Scarlet Spider and Layton arrive at the University of Houston, but too they are too late: Ranier has already made off with the materials to complete the bomb. While Layton tries to call it in, Scarlet Spider begins to panic. The two are soon under attack, but manage to subdue the two gunmen and find out the location of Ranier. Meanwhile, the FBI calls in the bomb, notifying SHIELD (with new director Daisy Johnson and movie tie-in Nick Fury and Phil Coulson- but that’s a whole other story). Iron Man is also notified.
Layton and Scarlet Spider arrive at a small airport where they find Ranier. He explains he is only doing what he thought the Red Skull would want him to do and then shoots himself before Kaine can find out the location of the bomb. Kaine is ready to give up, causing Layton to question his character.

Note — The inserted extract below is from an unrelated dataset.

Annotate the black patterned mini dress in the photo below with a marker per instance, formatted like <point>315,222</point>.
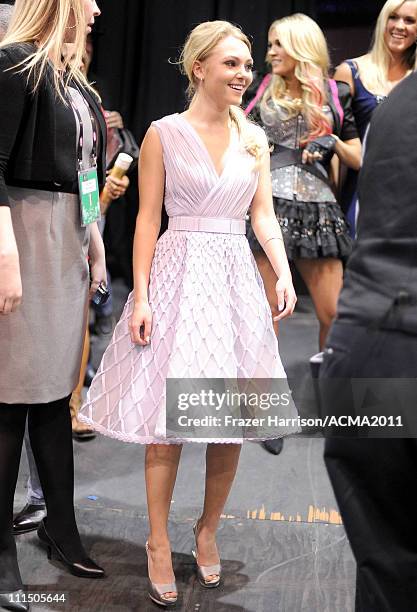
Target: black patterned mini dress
<point>312,222</point>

While explaining his hopelessness, Kaine remembers he can talk to spiders (something else from “The Other”) and discovers the location of the bomb.
While Iron Man realizes he’s too far out to get to Houston in time, Kaine arrives at the bomb’s location, but has no idea to how to disarm it (and with no spider sense, no way of knowing the right wires). Rather than leave, he decides he should die with the rest of the city. While Layton calls Dr. Meland, Kaine has a last minute change of heart and decides to rip some wires out, disarming the bomb. His reasoning? They were going to die anyways, so might as well try. He and Layton share a laugh of relief. He goes invisible before the bomb squad arrives.
As Iron Man continues his flight, Coulson notified him that the bomb has been disarmed.
This issue was a bit…odd. It’s another great example of why Kaine is a different hero than Spider-Man: When the pressure started building, Kaine starting cracking. It was interesting to see him ready to give in rather than try to rise above it all. But other than that and the humorous end to the bomb, this issue didn’t offer much.
I like this character and I am interested to keep reading the series, but I think Yost’s writing is a bit sloppy. Rather than just show us what’s happening, he tends to assume the reader knows what is happening or will fill in the gaps when a scene ends.
While I like that this series isn’t getting caught up in cross-overs or making a 6-issue story right off the bat, I do feel like Yost is trying to do a lot of stories quickly, so they are not as fully developed as a story told over multiple issues might be. Then again, I am not usually a fan of the 1 or 2 part arcs that don’t really go anywhere.
I would like to see some more about this Iron Man situation though and whether his and SHIELD’s involvement will go anywhere. The issue ended extremely suddenly and nothing was really resolved with the Watchdogs OR the US government assuming they were about to lose an entire city.
Between this issue and the previous, I feel like these stories are meant to be longer but end up getting condensed for some reason, as if Marvel is afraid to invest too much time until it’s more certain the series will last. However, if the stories keep up this way, I’m not sure it can.
Another average issue. No developments on Annabelle or Aracely in this one and the story was a bit choppy. The art was decent enough, but nothing too special. I’ve stuck through worse though when it comes to comics, so this isn’t going to stop me from reading or looking forward to the next issue. I just hope the next one doesn’t have the same rushed feeling the past two have had.